Когда моя жена ушла от меня, у меня не стало средств к существованию. Её обвинения отчасти были справедливы, она содержала меня, и мне, не будь я уверен в осмысленности такого расклада, было бы очень стыдно. Оставшись без средств, я не мог прекратить работу. Я продолжал читать и писать ведь это для философа самое важное, как вдох и выдох; мать, ворча, иногда подбрасывала мне какие-то крохи из своей пенсии, как говорится, ни одна женщина никогда не полюбит тебя сильнее, чем та, что дала тебе жизнь. Я ел голый картофель, грошовую вермишель, которую заваривают кипятком, кучерявую, как волосы негритянок, брал благотворительные пресные лепешки, которые раздавали беднякам в церкви. Ради них приходилось кланяться попу и целовать крест. Я не верю, просто не могу верить в такого Бога, каким его нам представляет религия, но крест, каюсь, целовал, тварью был голод, как известно, не тётка. Я не мог работать, мне нужно было писать. Кофе и чай я покупал не чаще раза в месяц и отчаянно их экономил. Если случалось просыпать с ложки, подбирал по одному листику, по одной крупинке. О том заварном капучино, с целым сугробом мягкой воздушной пены, который прежде я покупал в кондитерской лавке, не приходилось и мечтать. Даже в день своего рождения я подумал, что лучше оставлю деньги, и потом поем посытнее в обычные дни, чем сделаю себе такой подарок.
По праздникам я ел сахарное печенье.
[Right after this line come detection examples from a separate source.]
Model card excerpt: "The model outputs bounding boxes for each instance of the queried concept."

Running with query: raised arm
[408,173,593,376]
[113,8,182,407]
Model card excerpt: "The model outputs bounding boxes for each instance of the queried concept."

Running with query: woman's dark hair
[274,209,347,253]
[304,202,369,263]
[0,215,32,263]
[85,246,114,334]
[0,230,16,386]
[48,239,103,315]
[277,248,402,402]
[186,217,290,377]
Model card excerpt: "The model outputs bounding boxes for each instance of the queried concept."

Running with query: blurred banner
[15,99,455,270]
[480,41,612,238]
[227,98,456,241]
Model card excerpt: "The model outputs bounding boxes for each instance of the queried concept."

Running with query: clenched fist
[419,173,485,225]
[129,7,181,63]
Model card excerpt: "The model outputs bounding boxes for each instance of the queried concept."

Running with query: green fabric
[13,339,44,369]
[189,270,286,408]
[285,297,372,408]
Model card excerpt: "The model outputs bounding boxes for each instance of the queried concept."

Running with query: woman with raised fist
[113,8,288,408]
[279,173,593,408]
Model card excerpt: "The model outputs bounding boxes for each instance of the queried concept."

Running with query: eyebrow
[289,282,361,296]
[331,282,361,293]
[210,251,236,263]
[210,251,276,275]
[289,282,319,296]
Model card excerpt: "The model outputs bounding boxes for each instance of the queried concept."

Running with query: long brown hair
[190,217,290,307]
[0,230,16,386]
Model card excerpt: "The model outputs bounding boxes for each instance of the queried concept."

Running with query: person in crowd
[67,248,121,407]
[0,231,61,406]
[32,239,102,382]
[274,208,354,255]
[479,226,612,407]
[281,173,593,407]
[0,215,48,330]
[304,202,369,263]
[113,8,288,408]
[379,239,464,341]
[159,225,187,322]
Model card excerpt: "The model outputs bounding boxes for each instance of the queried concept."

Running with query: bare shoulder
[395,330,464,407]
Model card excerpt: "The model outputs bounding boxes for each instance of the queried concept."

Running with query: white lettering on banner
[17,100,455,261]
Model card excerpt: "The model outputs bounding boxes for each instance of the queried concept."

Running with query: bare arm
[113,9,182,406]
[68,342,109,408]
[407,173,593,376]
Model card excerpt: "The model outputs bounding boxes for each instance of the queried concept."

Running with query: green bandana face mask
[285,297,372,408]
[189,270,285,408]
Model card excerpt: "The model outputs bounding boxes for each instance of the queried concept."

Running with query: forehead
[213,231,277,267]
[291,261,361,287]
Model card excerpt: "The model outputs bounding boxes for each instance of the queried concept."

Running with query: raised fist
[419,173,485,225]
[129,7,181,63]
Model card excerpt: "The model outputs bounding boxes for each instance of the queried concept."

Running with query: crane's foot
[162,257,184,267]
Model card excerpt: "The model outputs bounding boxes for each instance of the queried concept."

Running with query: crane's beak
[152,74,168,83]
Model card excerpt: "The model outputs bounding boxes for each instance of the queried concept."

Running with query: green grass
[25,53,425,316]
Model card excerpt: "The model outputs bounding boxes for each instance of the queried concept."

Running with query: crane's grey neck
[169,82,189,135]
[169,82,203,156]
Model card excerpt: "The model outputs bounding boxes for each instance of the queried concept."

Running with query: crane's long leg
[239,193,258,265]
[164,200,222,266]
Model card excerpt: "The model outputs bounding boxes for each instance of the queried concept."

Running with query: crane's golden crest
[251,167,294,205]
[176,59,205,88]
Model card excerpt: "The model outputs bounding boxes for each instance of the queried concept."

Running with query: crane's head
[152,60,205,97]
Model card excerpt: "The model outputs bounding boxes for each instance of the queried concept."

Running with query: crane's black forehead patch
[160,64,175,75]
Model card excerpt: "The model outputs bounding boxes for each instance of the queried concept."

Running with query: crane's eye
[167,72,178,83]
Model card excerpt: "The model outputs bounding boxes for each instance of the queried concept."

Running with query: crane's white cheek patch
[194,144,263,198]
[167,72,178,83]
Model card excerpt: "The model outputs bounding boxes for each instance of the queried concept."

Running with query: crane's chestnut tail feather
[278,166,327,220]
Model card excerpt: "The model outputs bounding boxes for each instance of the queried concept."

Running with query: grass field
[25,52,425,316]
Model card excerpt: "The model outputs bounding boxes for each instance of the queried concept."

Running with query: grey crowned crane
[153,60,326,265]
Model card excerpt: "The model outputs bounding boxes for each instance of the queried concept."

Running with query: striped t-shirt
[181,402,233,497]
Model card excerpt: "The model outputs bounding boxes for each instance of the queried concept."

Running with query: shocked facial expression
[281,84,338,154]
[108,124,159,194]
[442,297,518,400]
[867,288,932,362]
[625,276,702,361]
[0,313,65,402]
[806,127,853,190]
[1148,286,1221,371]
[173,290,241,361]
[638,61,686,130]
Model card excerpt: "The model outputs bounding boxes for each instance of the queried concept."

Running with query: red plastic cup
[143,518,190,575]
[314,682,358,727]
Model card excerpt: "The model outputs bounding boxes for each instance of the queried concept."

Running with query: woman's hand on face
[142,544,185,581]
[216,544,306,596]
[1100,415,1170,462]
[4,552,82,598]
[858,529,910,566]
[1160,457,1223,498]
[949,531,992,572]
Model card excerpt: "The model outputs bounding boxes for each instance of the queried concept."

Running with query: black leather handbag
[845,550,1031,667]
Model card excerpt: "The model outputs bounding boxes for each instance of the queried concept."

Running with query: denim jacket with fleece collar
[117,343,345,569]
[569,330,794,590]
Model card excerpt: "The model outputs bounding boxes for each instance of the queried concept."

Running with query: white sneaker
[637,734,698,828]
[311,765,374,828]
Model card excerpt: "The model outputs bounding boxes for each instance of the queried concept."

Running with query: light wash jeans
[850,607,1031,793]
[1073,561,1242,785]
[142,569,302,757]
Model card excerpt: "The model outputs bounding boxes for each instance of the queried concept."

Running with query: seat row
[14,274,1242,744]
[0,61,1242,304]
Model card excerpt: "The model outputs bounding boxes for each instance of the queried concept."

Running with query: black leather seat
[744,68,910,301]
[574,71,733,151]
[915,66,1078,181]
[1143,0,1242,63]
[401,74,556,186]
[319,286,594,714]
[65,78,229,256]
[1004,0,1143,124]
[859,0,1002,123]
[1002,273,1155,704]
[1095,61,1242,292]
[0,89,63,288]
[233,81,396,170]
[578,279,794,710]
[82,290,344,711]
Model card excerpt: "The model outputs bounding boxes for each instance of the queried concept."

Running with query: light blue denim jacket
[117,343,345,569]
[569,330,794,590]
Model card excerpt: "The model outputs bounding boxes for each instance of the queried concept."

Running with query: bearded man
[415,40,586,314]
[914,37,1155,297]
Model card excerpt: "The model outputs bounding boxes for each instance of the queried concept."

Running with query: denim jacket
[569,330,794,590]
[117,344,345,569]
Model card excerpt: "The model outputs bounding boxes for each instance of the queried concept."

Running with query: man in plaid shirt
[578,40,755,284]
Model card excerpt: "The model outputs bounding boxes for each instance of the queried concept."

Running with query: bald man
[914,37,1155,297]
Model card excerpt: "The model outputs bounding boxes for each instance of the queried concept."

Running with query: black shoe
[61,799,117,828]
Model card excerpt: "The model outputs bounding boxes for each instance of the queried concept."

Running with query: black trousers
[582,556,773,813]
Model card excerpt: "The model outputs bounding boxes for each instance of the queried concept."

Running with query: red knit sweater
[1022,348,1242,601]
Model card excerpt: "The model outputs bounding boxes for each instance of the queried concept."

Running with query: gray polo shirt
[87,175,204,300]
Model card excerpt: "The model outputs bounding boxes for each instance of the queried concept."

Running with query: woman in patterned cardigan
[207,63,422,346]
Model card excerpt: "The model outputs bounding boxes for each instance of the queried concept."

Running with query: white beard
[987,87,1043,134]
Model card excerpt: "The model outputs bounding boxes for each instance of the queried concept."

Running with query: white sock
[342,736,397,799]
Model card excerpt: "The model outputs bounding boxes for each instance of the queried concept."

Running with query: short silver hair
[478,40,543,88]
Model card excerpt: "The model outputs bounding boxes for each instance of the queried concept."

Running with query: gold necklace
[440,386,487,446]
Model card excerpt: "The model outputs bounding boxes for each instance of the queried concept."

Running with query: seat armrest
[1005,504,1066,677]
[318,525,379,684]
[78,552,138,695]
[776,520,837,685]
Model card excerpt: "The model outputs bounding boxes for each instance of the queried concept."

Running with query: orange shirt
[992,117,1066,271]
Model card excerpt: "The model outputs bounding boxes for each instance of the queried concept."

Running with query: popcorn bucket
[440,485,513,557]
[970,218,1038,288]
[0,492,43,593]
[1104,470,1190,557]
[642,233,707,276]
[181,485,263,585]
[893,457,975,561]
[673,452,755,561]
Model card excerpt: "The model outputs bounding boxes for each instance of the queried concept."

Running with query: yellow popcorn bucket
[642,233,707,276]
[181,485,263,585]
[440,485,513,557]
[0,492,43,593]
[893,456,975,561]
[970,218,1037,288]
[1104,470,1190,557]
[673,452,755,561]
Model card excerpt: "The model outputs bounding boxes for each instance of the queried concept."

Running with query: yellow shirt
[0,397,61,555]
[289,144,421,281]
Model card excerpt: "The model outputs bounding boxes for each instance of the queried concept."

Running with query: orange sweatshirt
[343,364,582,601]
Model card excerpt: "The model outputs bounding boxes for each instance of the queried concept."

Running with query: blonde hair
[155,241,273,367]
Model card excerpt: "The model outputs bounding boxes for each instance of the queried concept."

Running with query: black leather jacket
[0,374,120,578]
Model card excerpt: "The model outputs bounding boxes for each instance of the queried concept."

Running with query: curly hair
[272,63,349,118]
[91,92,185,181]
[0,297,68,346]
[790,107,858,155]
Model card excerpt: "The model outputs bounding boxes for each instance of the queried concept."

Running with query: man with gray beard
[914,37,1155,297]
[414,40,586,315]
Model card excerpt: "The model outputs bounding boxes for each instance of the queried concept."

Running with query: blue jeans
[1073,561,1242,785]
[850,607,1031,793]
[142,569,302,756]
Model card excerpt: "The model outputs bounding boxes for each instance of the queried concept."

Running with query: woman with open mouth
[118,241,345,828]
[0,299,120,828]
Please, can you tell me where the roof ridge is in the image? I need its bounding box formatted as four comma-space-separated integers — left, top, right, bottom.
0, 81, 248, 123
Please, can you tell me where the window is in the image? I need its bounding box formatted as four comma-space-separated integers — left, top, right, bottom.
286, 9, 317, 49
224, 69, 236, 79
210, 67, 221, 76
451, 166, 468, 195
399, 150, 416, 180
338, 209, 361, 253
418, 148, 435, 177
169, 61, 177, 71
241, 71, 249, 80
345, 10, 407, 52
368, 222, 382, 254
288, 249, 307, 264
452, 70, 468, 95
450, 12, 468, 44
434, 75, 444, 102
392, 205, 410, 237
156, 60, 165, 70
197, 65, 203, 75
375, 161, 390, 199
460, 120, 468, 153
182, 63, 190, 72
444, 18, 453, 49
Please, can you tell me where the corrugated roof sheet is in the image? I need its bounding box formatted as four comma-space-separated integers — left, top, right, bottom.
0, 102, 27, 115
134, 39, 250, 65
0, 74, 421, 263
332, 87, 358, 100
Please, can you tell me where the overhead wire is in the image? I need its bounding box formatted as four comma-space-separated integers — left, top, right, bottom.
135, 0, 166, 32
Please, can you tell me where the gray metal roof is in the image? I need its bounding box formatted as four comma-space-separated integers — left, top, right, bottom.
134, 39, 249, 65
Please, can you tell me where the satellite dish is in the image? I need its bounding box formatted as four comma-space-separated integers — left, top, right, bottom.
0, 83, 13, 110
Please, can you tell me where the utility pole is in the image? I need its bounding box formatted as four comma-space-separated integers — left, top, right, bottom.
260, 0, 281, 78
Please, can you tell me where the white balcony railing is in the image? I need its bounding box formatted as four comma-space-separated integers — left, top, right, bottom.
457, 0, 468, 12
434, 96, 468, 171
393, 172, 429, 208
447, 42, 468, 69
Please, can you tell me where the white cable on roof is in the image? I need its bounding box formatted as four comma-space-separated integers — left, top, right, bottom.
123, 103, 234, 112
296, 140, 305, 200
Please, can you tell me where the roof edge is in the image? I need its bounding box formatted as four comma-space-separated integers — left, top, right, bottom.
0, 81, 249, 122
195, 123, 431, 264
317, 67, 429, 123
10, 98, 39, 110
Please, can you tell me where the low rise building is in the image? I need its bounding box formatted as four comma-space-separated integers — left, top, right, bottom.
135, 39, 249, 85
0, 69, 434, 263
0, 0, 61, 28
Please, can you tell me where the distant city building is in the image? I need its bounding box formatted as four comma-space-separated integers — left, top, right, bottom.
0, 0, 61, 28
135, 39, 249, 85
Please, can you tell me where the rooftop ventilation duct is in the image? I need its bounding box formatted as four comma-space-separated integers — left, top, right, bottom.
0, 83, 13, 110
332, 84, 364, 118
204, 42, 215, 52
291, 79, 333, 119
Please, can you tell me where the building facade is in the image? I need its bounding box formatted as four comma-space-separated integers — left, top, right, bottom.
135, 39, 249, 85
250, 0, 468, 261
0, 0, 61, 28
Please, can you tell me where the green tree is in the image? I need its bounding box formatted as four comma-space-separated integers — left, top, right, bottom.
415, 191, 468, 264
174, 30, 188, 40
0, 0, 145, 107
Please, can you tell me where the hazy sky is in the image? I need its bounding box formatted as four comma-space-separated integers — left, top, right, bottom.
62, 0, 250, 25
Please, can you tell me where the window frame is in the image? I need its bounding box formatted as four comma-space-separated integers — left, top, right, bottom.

Самое дешевое, ломкое, с привкусом синтетического маргарина. Оно казалось мне необычайно вкусным. Я жил на хлебе и воде, как голубь, и чувствовал себя абсолютно счастливым: все дни мои были свободны для размышлений о моем труде.
Что же это за труд, ради которого вам пришлось так мучиться?
Я бы не назвал это мучениями, сынок. Аскеза на определенном этапе постижения истины необходима. Я, может, никогда бы и не закончил, если бы моя жена не ушла и не низвергла бы этим меня в совершенное безденежье. Большинство людей ходит с повязками на глазах, и покуда людям комфортно, тепло, сытно, нет нужды эти повязки снимать, а вот ежели сквозняк, или, пуще того, мокро стало, то приходится повязку понемногу сдвигать, хотя бы чтоб посмотреть, что сделалось Люди не мудры; принятие ими истины происходит чаще всего насильственным путем. К сожалению.
Так о чём всё-таки вы писали?
О смирении с необходимостью умирать. Заметь, самая насущная тема для всего живого и разумного.
Но ведь есть же смертинет!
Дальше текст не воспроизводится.